Organotin (IV) compounds are a focus of research for potential use in cancer chemotherapy. Here, we established anticancer profile of dibutyltin (IV) carboxylate derivatives in prostate cancer (PCa) model. We determined cytotoxicity of a library of dibutyltin (IV) carboxylate derivatives and observed that dibutylstannanediyl (2Z,2′Z)-bis(4-(benzylamino)-4-oxobut-2-enoate (Ch-620; 10 μM) was minimally toxic to normal fibroblasts.
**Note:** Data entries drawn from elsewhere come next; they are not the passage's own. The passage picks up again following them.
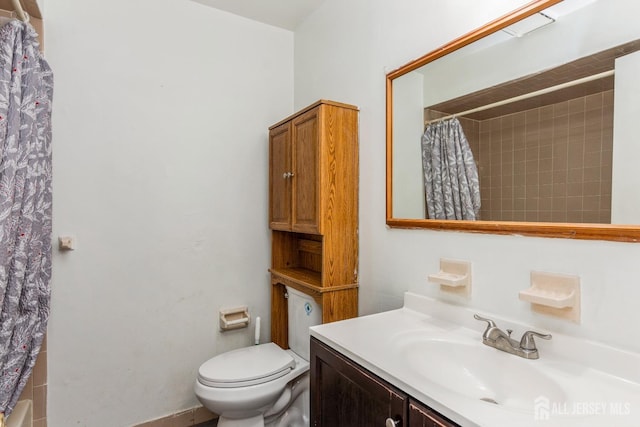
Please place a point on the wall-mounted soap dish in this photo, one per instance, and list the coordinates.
(454, 277)
(554, 294)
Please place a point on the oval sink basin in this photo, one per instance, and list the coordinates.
(478, 372)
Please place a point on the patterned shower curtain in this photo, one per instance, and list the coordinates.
(26, 89)
(452, 189)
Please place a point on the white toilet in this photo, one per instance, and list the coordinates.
(263, 385)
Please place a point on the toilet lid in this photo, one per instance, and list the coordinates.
(246, 366)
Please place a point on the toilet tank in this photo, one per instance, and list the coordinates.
(304, 312)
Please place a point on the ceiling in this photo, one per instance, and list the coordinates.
(287, 14)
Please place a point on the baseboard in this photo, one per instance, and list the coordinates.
(187, 418)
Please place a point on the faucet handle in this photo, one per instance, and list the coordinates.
(490, 323)
(527, 342)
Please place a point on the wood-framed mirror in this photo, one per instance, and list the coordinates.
(553, 79)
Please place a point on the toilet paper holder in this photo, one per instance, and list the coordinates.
(234, 318)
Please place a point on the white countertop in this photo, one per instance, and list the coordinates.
(603, 383)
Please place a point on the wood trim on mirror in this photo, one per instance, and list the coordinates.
(621, 233)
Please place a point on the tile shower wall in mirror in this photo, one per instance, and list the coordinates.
(546, 164)
(545, 158)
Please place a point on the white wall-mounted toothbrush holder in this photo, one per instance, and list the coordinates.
(234, 318)
(554, 295)
(454, 277)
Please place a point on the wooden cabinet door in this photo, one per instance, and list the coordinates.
(343, 394)
(279, 178)
(422, 416)
(305, 182)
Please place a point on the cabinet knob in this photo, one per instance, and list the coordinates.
(392, 423)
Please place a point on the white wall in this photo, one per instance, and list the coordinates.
(625, 203)
(161, 110)
(408, 116)
(361, 41)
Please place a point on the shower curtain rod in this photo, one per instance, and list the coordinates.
(526, 95)
(17, 7)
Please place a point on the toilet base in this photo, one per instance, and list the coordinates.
(246, 422)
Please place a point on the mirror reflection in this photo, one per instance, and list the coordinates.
(533, 123)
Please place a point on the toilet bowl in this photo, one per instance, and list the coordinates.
(263, 385)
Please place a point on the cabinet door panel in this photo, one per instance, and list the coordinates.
(344, 395)
(305, 137)
(279, 181)
(422, 416)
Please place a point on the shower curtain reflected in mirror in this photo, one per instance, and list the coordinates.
(452, 189)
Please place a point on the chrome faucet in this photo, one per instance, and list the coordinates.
(497, 338)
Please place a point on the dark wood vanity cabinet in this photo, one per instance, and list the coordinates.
(422, 416)
(344, 394)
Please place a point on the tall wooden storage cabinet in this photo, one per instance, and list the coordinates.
(313, 211)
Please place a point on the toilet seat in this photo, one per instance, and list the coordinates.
(246, 366)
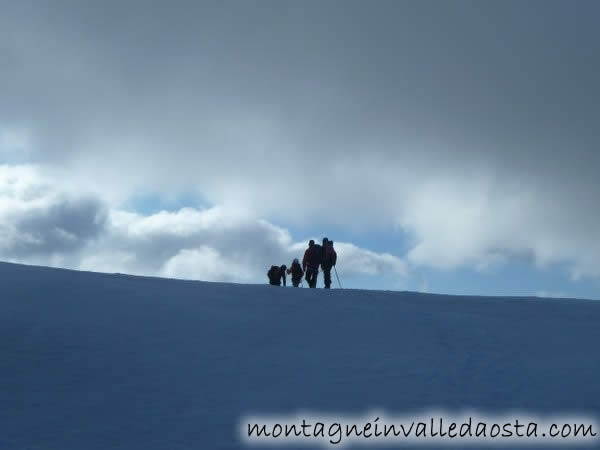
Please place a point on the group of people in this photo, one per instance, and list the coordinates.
(315, 255)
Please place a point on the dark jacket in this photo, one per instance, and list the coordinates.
(312, 257)
(296, 271)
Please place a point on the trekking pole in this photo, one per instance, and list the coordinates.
(336, 275)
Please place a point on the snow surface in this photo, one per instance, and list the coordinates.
(108, 361)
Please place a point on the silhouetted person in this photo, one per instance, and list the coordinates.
(296, 271)
(310, 263)
(329, 260)
(276, 274)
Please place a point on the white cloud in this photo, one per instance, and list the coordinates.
(480, 170)
(44, 224)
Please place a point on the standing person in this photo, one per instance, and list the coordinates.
(310, 263)
(276, 274)
(329, 260)
(296, 271)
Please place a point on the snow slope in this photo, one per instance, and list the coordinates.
(101, 361)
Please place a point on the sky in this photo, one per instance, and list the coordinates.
(445, 147)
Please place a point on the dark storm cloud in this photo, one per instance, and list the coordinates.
(473, 125)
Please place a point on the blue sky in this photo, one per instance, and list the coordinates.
(448, 147)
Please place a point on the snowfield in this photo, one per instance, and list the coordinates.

Ch-620 (1–1.25 μM) inhibited proliferation of PCa and melanoma cells on short- and long-term exposures with induction of cell cycle arrest. Ch-620 treatment increased population of apoptotic cells, as assessed by flow cytometry, and activated caspase 3. Proteomics showed activation of PPARα, with repression of SMAD4 and integrin β5 (ITGB5) in Ch-620-treated PCa cells. Further analysis demonstrated that Ch-620 resulted in phosphorylation of p38 MAPK, upregulation of PPARα and decreased expression of SMAD4 and ITGB5 with reduced migration of PCa cells. In vivo studies in PC3M grafted athymic nude mice showed that Ch-620 (5 μg/week; 7 weeks) treatment reduced tumor growth as opposed to untreated controls. Immunoblot analysis of tumors demonstrated upregulated p-p38 MAPK and PPARα, followed by a decline in SMAD4 and ITGB5. Immunohistochemistry reinforced these results with increased caspase 3 and p-p38 MAPK and diminished Ki67 staining in Ch-620 treated animals. Taken together, our data indicate that Ch-620 inhibited proliferation of PCa through modulation of MAPK/PPARα/SMAD4 signaling. Organotin (IV) carboxylate compounds; specifically Ch-620 can be a potential anticancer agent for the treatment of PCa subject to detailed pre-clinical and clinical investigations. This unlocks prospects for the development of new tin-based drugs in cancer therapeutics.